2007年7月27日,莲花池公园的改建工作正式启动,改建后,莲花池将充分体现江南园林特色。一个地方的旧貌换新颜,势必会牵动一些人对这旧地的怀念。莲花池除了那个广为人知的关于陈圆圆的凄美传说外,鲜为人知的是,上世纪80年代末,那里曾是昆明的亚文化区。作家海男、武侠小说家沧浪客、评论家朱宵华等人都是那个时代活跃在莲花池的文学青年。本报记者采访了部分当年居住在莲花池的主人公,通过他们的回忆,重温那段流逝了的岁月,缅怀那个为文学痴狂的年代。
往昔的日子使我们宽慰
《普洱江湖》主编朱宵华曾经写过一篇文章,叫《昆明的“文青”记忆》。他在文章的开头这样写道:“多年以后,我们吃惊地发现,在今天昆明的几乎每一个角落,都可以看见上世纪八九十年代那些文学青年的身影,他们中的一些人在转型后当了媒体记者、编辑,一些人进了出版社,一些人成了文化部门的小头目,一些人做了大学教授,一些人顺应市场经济的大潮下海并发了财,一些人继续在跟文学打情骂俏,而且已经大名鼎鼎,一些人出国了,从此不再回来,也有一些人,他们失踪、自杀、死于心碎或者一场意外事故。”
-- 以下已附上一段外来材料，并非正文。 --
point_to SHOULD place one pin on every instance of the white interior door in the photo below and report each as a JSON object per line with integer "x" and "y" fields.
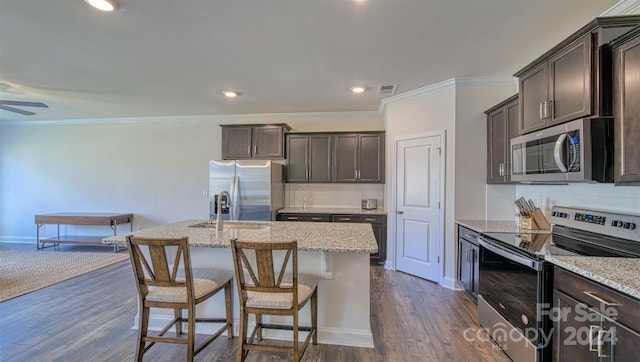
{"x": 418, "y": 224}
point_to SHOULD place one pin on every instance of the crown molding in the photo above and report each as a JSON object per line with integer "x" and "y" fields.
{"x": 624, "y": 7}
{"x": 232, "y": 118}
{"x": 449, "y": 83}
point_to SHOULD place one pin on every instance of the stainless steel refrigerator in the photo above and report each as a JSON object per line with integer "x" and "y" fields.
{"x": 256, "y": 189}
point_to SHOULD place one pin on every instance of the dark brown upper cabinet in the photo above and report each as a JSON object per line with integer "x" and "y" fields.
{"x": 309, "y": 157}
{"x": 572, "y": 80}
{"x": 358, "y": 157}
{"x": 502, "y": 125}
{"x": 253, "y": 141}
{"x": 626, "y": 57}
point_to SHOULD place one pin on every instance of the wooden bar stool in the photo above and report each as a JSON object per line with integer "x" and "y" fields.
{"x": 265, "y": 289}
{"x": 175, "y": 286}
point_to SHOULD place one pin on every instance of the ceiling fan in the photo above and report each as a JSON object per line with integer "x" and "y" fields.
{"x": 7, "y": 106}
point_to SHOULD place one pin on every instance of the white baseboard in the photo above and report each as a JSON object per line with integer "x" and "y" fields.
{"x": 337, "y": 336}
{"x": 450, "y": 283}
{"x": 18, "y": 239}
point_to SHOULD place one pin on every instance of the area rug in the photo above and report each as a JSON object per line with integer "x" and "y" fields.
{"x": 23, "y": 271}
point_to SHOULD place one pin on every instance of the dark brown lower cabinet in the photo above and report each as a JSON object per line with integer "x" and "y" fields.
{"x": 468, "y": 251}
{"x": 378, "y": 224}
{"x": 592, "y": 322}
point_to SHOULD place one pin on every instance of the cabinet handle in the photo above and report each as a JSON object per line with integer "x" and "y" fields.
{"x": 593, "y": 330}
{"x": 600, "y": 299}
{"x": 600, "y": 341}
{"x": 541, "y": 111}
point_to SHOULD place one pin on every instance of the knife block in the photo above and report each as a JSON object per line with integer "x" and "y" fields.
{"x": 537, "y": 221}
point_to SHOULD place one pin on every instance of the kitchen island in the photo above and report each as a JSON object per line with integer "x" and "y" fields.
{"x": 336, "y": 252}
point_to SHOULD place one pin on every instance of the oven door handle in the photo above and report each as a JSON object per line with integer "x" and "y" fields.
{"x": 505, "y": 253}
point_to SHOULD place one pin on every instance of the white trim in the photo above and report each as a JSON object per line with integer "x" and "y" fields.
{"x": 449, "y": 83}
{"x": 18, "y": 239}
{"x": 415, "y": 93}
{"x": 484, "y": 81}
{"x": 232, "y": 118}
{"x": 337, "y": 336}
{"x": 624, "y": 7}
{"x": 392, "y": 260}
{"x": 450, "y": 283}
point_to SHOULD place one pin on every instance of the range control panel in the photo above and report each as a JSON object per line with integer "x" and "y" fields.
{"x": 625, "y": 226}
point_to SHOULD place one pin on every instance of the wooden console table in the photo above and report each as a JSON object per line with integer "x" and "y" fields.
{"x": 75, "y": 218}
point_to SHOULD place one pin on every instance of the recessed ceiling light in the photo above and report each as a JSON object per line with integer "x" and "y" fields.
{"x": 104, "y": 5}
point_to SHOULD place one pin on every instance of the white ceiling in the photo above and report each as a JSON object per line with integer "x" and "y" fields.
{"x": 174, "y": 57}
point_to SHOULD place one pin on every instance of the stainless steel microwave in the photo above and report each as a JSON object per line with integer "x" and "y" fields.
{"x": 577, "y": 151}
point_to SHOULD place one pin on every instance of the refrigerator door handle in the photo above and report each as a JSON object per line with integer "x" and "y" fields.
{"x": 235, "y": 198}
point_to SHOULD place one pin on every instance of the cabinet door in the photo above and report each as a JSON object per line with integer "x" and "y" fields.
{"x": 297, "y": 157}
{"x": 496, "y": 146}
{"x": 268, "y": 142}
{"x": 533, "y": 92}
{"x": 573, "y": 335}
{"x": 236, "y": 142}
{"x": 465, "y": 261}
{"x": 627, "y": 112}
{"x": 380, "y": 231}
{"x": 319, "y": 158}
{"x": 345, "y": 158}
{"x": 371, "y": 158}
{"x": 570, "y": 82}
{"x": 621, "y": 344}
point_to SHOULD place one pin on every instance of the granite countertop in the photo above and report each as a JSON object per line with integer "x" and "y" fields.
{"x": 620, "y": 274}
{"x": 311, "y": 236}
{"x": 331, "y": 210}
{"x": 488, "y": 226}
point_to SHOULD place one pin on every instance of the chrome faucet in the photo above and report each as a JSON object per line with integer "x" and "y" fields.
{"x": 219, "y": 210}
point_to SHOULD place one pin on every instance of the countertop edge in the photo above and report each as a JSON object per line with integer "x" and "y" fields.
{"x": 337, "y": 240}
{"x": 497, "y": 226}
{"x": 331, "y": 210}
{"x": 570, "y": 264}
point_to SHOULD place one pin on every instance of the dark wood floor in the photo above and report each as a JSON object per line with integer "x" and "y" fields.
{"x": 90, "y": 318}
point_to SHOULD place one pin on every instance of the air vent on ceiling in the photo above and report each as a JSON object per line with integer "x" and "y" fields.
{"x": 387, "y": 89}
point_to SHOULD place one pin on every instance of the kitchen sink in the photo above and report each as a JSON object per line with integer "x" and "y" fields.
{"x": 232, "y": 225}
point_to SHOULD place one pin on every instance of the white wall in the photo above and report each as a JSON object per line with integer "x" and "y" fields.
{"x": 333, "y": 195}
{"x": 455, "y": 106}
{"x": 593, "y": 196}
{"x": 154, "y": 168}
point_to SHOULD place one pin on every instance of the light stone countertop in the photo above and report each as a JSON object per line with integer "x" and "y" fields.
{"x": 621, "y": 274}
{"x": 489, "y": 226}
{"x": 331, "y": 210}
{"x": 311, "y": 236}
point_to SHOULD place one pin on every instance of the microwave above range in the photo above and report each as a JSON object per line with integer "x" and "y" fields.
{"x": 577, "y": 151}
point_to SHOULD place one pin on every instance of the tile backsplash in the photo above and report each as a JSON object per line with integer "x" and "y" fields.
{"x": 332, "y": 195}
{"x": 593, "y": 196}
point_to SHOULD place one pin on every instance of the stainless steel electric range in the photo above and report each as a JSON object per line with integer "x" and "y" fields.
{"x": 516, "y": 282}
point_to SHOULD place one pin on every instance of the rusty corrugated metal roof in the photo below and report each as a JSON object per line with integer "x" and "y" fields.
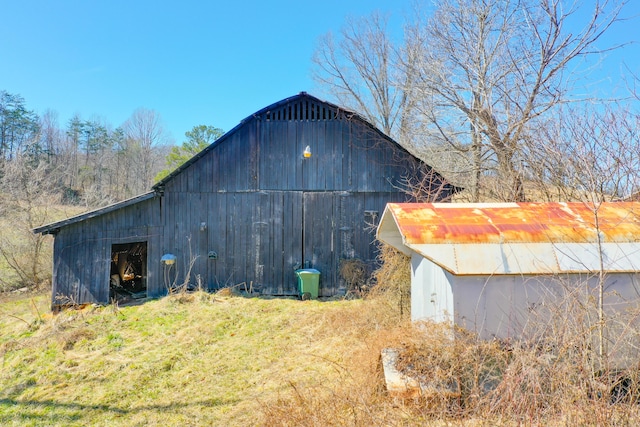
{"x": 517, "y": 238}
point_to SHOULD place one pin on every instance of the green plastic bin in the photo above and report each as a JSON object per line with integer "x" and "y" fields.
{"x": 308, "y": 283}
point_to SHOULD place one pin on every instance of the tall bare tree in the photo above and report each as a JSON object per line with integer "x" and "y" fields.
{"x": 477, "y": 76}
{"x": 360, "y": 70}
{"x": 143, "y": 131}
今天,虽说“回首往事,岁月已成僵尸”,而且至今仍然活着的文学青年已步入文学中年或老年,当年的锐气也已消失殆尽。但当我们回过头去像旁观者那样打量这段岁月时,还是觉得,过去的都是好日子,唯有旧日子使我们宽慰。就像著名诗人于坚在他那首广为流传的写于1984年的《尚义街六号》里所说的那样:一张老唱片再也不响,许多年以后孩子们要来参观。

目前正在建设中的莲花池
事实确实如此。在今天,当记者循着朱宵华的回忆,走进上世纪八九十年代的莲花池时,徒然发现,那段自由的、虚无的日子是如此恍若隔世。当年写诗的朱宵华,后来写起了文学评论,如今顺应普洱茶市场,主编着一本《普洱江湖》。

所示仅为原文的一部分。